Politik
Betreuung bei Demenz besser finanzieren
Der Bundesrat anerkennt die grosse Bedeutung der Betreuung für Menschen mit Demenz sowie die Tatsache, dass die Finanzierung der Betreuung über private Gelder erfolgt und unterstützende Finanzierungsinstrumente den Betroffenen häufig nicht bekannt sind. Handlungsbedarf sieht der bundesrätliche Bericht nicht beim Bund, sondern auf kantonaler, kommunaler und privater Ebene.
Das Postulat 22.3867 «Betreuung von Menschen mit Demenz. Finanzierung verbessern.» beauftragte den Bundesrat, Betreuungslücken zwischen Pflege, sozialer Unterstützung und Angehörigenarbeit aufzuzeigen. Zudem sollte geprüft werden, ob bestehende Instrumente den tatsächlichen Betreuungsbedarf ausreichend abdecken – unabhängig davon, ob die Betreuung zu Hause, ambulant oder stationär erfolgt.
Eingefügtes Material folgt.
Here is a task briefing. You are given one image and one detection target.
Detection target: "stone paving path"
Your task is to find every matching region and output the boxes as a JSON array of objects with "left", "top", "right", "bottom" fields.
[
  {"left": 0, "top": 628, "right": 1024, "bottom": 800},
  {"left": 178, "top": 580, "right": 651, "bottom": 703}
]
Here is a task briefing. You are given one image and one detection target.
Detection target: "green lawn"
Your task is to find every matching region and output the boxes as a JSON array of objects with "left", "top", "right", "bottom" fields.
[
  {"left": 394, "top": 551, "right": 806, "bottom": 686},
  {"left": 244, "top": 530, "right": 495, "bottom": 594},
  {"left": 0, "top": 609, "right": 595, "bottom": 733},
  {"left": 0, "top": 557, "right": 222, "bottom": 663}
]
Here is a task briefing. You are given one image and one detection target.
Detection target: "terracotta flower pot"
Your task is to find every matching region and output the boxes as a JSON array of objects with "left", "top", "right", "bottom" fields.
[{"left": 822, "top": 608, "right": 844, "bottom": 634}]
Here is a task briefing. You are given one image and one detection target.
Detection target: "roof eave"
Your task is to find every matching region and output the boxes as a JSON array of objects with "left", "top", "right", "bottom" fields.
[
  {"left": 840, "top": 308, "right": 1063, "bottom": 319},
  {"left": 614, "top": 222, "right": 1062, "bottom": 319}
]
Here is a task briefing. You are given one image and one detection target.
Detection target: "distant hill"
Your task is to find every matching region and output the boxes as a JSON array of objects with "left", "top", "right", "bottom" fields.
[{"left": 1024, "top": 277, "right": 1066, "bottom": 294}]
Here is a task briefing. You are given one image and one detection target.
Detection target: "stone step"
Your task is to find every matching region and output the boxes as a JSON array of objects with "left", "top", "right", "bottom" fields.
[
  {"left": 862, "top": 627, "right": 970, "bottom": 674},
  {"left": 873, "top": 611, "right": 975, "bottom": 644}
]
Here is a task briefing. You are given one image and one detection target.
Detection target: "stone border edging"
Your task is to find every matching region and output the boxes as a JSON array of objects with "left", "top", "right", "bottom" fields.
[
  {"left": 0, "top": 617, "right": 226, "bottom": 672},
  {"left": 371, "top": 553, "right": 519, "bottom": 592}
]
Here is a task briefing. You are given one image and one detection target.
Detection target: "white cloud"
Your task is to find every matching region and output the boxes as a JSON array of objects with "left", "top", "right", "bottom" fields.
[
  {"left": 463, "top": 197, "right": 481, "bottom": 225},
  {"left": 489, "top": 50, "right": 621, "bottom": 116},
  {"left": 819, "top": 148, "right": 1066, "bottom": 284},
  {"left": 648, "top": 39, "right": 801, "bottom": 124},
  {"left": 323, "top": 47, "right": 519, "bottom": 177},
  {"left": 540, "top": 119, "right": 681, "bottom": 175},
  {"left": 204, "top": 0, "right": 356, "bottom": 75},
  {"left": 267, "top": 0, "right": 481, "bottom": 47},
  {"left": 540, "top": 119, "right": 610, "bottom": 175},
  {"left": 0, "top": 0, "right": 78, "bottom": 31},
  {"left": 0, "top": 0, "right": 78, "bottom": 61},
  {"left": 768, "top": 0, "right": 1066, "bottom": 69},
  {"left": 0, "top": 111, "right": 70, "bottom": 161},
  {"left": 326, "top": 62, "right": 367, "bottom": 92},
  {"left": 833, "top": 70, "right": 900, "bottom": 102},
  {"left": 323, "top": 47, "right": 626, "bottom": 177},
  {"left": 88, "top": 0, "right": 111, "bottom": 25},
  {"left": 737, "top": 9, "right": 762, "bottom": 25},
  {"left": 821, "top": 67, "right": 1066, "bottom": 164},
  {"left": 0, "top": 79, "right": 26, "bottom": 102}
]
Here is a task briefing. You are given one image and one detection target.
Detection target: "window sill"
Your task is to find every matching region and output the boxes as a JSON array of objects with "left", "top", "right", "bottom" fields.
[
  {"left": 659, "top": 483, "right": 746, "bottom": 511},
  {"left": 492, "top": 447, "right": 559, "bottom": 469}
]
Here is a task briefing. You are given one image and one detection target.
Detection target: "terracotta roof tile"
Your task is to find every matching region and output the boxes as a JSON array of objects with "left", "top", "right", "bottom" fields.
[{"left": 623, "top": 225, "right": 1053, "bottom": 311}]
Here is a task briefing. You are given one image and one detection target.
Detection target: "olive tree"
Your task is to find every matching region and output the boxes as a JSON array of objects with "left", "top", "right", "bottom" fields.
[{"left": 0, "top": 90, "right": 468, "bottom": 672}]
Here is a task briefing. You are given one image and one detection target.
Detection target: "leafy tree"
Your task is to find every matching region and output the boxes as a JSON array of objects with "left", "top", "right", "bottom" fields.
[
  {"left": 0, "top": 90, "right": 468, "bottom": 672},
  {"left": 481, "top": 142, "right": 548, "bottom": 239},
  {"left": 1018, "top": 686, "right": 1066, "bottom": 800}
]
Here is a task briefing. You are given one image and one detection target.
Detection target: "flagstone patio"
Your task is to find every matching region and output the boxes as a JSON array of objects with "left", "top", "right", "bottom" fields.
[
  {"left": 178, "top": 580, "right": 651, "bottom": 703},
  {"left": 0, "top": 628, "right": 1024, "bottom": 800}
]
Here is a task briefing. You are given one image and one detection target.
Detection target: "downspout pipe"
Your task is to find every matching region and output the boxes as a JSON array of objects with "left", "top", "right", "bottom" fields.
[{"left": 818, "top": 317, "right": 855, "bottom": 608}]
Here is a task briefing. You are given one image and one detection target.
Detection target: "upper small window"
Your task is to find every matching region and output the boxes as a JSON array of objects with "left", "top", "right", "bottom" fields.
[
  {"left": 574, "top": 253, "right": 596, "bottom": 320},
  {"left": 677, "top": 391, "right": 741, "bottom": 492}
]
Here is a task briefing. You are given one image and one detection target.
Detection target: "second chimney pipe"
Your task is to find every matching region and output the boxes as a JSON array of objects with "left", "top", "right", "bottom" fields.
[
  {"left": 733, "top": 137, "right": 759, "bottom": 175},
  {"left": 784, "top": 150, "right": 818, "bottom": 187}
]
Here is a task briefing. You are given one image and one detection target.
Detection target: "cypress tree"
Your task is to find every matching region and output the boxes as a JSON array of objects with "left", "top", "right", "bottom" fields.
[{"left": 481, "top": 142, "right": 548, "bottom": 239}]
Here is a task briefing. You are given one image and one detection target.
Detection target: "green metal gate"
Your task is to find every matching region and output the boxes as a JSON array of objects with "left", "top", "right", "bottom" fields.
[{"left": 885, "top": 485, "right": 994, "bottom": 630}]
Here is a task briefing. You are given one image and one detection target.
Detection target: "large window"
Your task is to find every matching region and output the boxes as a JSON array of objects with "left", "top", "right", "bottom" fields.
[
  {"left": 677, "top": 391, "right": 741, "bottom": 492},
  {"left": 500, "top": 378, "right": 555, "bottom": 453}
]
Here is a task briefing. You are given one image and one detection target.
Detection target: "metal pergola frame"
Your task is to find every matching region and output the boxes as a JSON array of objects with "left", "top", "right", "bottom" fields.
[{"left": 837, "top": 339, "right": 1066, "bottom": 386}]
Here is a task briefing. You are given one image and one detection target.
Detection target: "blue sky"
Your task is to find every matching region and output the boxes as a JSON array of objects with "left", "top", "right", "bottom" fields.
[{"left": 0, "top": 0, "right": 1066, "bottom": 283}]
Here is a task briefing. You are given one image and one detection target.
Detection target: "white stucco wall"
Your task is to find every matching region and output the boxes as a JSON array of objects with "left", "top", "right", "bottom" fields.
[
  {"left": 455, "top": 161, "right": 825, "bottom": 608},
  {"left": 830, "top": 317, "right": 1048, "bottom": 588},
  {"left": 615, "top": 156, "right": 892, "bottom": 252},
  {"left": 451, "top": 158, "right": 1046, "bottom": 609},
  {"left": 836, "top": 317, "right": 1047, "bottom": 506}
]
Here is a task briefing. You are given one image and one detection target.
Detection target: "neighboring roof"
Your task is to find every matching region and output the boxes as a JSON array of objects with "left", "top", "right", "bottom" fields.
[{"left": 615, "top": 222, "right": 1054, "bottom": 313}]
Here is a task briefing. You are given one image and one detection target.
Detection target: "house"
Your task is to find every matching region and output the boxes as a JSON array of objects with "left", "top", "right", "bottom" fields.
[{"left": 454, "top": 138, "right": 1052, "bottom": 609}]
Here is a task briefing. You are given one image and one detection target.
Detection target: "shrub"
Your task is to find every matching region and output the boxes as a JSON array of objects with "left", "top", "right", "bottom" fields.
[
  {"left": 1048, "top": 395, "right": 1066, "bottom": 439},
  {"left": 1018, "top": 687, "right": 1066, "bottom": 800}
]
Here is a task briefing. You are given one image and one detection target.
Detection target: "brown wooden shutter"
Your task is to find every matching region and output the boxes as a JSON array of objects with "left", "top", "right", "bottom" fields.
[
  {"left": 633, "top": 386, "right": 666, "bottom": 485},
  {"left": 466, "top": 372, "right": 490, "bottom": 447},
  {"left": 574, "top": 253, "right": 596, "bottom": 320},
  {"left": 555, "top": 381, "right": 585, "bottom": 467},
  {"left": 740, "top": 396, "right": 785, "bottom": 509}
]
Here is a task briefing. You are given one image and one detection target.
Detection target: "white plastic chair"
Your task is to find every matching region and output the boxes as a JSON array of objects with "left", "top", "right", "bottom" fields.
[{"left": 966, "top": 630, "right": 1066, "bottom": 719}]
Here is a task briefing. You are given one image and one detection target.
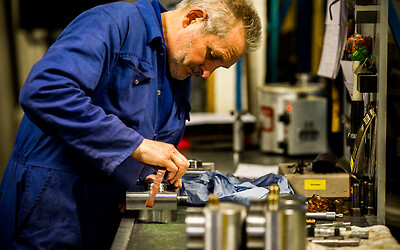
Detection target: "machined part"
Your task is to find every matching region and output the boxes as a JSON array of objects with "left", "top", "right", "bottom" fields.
[
  {"left": 306, "top": 212, "right": 343, "bottom": 220},
  {"left": 185, "top": 202, "right": 247, "bottom": 250}
]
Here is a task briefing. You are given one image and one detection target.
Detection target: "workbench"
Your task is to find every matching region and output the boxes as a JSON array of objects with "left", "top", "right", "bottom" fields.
[{"left": 111, "top": 150, "right": 400, "bottom": 250}]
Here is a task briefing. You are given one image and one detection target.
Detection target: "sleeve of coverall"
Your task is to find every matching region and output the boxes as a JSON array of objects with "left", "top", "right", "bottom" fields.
[{"left": 20, "top": 5, "right": 143, "bottom": 174}]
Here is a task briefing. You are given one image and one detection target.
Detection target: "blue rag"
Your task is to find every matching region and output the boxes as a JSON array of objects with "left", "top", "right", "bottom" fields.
[{"left": 182, "top": 170, "right": 294, "bottom": 206}]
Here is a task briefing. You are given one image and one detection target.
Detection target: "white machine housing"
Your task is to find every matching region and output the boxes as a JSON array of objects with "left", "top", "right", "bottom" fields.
[{"left": 259, "top": 84, "right": 328, "bottom": 155}]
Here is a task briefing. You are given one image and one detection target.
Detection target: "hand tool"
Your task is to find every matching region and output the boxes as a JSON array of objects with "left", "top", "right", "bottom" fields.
[
  {"left": 306, "top": 212, "right": 343, "bottom": 220},
  {"left": 146, "top": 169, "right": 167, "bottom": 207}
]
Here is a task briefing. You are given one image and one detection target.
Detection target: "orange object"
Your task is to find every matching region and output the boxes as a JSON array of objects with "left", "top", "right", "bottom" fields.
[{"left": 146, "top": 169, "right": 167, "bottom": 207}]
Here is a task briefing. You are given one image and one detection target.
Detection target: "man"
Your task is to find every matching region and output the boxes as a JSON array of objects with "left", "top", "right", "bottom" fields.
[{"left": 0, "top": 0, "right": 261, "bottom": 249}]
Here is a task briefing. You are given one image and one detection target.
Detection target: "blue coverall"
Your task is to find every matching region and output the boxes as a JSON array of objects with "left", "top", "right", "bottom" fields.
[{"left": 0, "top": 0, "right": 191, "bottom": 249}]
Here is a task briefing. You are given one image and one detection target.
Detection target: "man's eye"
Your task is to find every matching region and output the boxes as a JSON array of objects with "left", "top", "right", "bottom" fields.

Der Bundesrat hat im November 2025 den Bericht dazu vorgelegt. Er anerkennt die Komplexität der Begleitung von Menschen mit Demenz und betont, dass Betreuung für Menschen mit Demenz «von zentraler Bedeutung» ist (Seite 20). Er stützt sich dabei auf die Definition von Betreuung im Alter aus dem BSV-Bericht von 2023, die auf der Definition aus Publikationen der Paul Schiller Stiftung aufbaut.
Gleichzeitig kommt er zum Schluss, dass die Finanzierung der Betreuungs- und Pflegeleistungen im Grundsatz geregelt ist, aber stark fragmentiert erfolgt. Zudem müssen Betreuungsleistungen selbst finanziert werden. Er betont die Wichtigkeit der Hilflosenentschädigung und Ergänzungsleistungen und hält fest, dass es Betroffene und Angehörige oft schwierig ist, sich in der Fülle von Leistungserbringenden und Kostentragenden zurechtzufinden.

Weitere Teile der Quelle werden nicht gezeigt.